Homomorphic encryption blockchain
Homomorphic encryption is a cryptographic technique that enables computations to be performed on encrypted data without the need for decryption. When integrated with blockchain technology, it offers a promising solution to enhance data privacy and security. In a homomorphic encryption blockchain, transactions and data stored on the chain remain encrypted, allowing for confidential processing while maintaining transparency and integrity. This innovation has the potential to revolutionize various industries by enabling secure sharing and analysis of sensitive information, such as medical records or financial data, without exposing the raw data itself. However, implementing homomorphic encryption within a blockchain context presents challenges like computational overhead and scalability, which researchers and developers are actively working to address, aiming to unlock its full potential.
Homomorphic encryption advantages and disadvantages
Homomorphic encryption advantages :
- Privacy
- Flexibility
- Security
- More efficiency
Homomorphic encryption disadvantages :
- More Complex
- Execution
- Key management
- Costly
Homomorphic encryption example
Homomorphic encryption is a cryptographic technique that enables computations to be performed on encrypted data without the need for decryption. For example, consider a scenario where two parties, Alice and Bob, want to compute the sum of their salaries without revealing the individual salary values.
Using homomorphic encryption, Alice can encrypt her salary and send it to Bob. Bob can then perform addition on the encrypted values, obtaining an encrypted result. He sends this result back to Alice, who can decrypt it to reveal the sum of their salaries without either party learning the other’s exact salary.
This process ensures privacy while allowing computations on sensitive data.

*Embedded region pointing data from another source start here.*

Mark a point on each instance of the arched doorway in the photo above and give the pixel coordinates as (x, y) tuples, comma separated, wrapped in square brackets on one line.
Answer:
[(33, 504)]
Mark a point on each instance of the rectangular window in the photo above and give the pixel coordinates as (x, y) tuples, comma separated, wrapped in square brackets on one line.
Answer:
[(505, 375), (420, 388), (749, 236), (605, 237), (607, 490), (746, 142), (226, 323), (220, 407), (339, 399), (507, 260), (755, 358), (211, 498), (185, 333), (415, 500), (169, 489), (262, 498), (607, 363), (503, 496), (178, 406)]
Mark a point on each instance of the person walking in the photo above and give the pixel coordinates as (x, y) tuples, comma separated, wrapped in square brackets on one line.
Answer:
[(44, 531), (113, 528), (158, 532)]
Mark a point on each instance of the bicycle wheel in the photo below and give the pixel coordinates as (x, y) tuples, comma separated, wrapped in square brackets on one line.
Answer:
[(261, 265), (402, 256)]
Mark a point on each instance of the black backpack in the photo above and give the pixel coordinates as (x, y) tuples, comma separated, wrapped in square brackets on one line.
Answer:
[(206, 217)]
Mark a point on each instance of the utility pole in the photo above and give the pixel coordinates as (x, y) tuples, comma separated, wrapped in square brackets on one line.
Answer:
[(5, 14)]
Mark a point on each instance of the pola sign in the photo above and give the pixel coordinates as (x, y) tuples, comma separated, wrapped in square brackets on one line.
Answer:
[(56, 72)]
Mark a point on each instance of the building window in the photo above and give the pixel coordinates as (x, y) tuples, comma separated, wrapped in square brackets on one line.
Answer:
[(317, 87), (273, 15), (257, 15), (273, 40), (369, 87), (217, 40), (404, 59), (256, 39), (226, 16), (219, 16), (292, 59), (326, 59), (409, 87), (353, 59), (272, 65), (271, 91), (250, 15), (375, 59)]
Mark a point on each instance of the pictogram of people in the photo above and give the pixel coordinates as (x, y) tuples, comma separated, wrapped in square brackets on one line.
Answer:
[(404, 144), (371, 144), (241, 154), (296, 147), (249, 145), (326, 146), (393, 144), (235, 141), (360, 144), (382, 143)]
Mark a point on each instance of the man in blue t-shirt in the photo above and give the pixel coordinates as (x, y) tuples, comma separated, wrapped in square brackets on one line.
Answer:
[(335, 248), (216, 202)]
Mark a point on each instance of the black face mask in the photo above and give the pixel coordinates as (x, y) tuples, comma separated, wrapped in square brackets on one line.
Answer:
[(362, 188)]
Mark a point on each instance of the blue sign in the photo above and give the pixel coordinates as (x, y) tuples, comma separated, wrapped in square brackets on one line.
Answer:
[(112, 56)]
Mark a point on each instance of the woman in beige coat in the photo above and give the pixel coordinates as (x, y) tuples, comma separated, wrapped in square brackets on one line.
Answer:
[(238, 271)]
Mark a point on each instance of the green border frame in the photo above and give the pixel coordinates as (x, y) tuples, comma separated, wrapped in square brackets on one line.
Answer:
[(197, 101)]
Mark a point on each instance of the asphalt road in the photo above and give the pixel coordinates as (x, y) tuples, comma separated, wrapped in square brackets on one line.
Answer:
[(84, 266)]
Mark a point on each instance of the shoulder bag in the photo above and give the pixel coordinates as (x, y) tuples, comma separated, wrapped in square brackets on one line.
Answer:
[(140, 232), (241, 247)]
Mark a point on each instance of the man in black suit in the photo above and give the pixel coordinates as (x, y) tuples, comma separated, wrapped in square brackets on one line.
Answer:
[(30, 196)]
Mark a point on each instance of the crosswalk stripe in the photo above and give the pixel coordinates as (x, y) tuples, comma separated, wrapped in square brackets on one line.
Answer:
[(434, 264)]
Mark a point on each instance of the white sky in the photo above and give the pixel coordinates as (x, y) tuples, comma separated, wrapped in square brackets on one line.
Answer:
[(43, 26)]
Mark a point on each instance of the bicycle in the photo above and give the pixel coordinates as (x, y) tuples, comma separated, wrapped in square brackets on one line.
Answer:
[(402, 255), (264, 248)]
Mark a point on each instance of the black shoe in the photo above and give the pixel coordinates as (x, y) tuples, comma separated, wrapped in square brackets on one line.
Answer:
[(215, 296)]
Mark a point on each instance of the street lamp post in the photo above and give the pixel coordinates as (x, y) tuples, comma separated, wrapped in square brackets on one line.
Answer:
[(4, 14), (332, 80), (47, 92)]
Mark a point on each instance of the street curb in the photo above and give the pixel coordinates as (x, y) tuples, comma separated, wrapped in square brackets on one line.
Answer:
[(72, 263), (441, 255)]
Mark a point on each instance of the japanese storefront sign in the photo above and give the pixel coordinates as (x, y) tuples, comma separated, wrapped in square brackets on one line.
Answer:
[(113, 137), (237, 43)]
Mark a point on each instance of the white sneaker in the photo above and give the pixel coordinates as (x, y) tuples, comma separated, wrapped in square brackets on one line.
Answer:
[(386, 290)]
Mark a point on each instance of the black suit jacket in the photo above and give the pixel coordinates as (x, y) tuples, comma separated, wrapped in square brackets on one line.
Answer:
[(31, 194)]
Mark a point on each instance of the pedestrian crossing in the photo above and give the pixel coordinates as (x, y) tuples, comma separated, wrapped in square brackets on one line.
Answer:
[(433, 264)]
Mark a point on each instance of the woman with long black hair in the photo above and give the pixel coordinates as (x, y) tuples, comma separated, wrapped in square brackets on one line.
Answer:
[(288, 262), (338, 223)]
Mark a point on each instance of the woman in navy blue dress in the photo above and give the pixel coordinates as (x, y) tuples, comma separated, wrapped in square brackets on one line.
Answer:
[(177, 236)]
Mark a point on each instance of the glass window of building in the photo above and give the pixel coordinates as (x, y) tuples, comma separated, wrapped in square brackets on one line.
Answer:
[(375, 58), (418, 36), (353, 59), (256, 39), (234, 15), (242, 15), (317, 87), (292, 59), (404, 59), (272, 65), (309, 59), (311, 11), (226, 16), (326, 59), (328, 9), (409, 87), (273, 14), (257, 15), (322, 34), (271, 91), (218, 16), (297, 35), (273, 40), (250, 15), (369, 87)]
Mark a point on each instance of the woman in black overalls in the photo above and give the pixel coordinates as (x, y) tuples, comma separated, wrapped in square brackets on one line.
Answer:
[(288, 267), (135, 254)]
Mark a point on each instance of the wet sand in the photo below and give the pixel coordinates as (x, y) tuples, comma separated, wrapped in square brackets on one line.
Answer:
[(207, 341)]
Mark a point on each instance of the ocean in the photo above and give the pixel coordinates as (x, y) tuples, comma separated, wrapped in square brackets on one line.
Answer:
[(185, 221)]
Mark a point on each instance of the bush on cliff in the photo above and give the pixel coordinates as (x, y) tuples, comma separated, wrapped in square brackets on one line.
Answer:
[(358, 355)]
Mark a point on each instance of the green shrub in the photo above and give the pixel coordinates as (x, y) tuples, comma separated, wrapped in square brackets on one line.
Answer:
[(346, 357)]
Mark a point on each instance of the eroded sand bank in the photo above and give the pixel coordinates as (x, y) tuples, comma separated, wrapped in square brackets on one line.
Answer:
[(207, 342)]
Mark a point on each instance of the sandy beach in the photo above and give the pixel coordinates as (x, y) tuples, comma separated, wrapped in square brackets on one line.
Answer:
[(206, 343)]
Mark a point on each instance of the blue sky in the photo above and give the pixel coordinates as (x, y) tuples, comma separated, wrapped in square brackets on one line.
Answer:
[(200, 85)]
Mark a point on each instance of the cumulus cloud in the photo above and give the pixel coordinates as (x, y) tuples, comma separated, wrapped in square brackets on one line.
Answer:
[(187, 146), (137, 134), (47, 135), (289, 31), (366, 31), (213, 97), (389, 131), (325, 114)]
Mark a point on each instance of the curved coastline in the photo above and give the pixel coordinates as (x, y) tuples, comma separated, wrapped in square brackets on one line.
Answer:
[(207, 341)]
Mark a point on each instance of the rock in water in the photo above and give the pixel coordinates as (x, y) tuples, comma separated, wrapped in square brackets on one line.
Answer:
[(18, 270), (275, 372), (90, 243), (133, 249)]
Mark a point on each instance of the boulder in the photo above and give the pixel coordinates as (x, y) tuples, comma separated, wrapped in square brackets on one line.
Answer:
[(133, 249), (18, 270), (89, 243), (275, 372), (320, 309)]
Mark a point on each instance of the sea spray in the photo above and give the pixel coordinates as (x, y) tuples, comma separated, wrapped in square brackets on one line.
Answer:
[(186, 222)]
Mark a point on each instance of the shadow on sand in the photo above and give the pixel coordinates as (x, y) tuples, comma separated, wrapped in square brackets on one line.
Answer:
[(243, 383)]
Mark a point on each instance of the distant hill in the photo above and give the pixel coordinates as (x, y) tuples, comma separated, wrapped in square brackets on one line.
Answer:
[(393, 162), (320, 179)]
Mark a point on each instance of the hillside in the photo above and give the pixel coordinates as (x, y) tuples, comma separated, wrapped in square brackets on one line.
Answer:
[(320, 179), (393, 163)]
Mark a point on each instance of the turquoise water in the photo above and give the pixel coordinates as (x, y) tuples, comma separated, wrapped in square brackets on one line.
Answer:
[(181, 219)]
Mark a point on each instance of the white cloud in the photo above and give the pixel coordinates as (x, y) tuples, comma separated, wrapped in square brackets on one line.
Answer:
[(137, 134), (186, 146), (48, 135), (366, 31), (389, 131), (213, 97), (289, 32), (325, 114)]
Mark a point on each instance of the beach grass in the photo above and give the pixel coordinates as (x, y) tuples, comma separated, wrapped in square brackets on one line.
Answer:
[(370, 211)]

Homomorphic encryption finds applications in secure data analysis, such as medical research collaboration or financial analysis, where parties need to work together on private data without sharing the raw information. It’s worth noting that homomorphic encryption can be computationally intensive, but ongoing research aims to improve its efficiency for practical use cases.
Privacy-preserving computation
Privacy-preserving computation refers to the practice of performing data analysis and computations while safeguarding the confidentiality of sensitive information. It employs cryptographic techniques and protocols to ensure that data remains encrypted and anonymous throughout the computation process. This approach enables parties to collaborate and glean insights from combined data without exposing individual details. Techniques like homomorphic encryption, secure multi-party computation, and differential privacy are commonly used to achieve this goal. Privacy-preserving computation finds applications in various domains such as healthcare, finance, and research, where organizations and individuals can share and analyze data without compromising privacy. By maintaining data confidentiality, privacy-preserving computation addresses concerns related to data breaches, unauthorized access, and privacy violations, fostering a balance between data utility and individual privacy.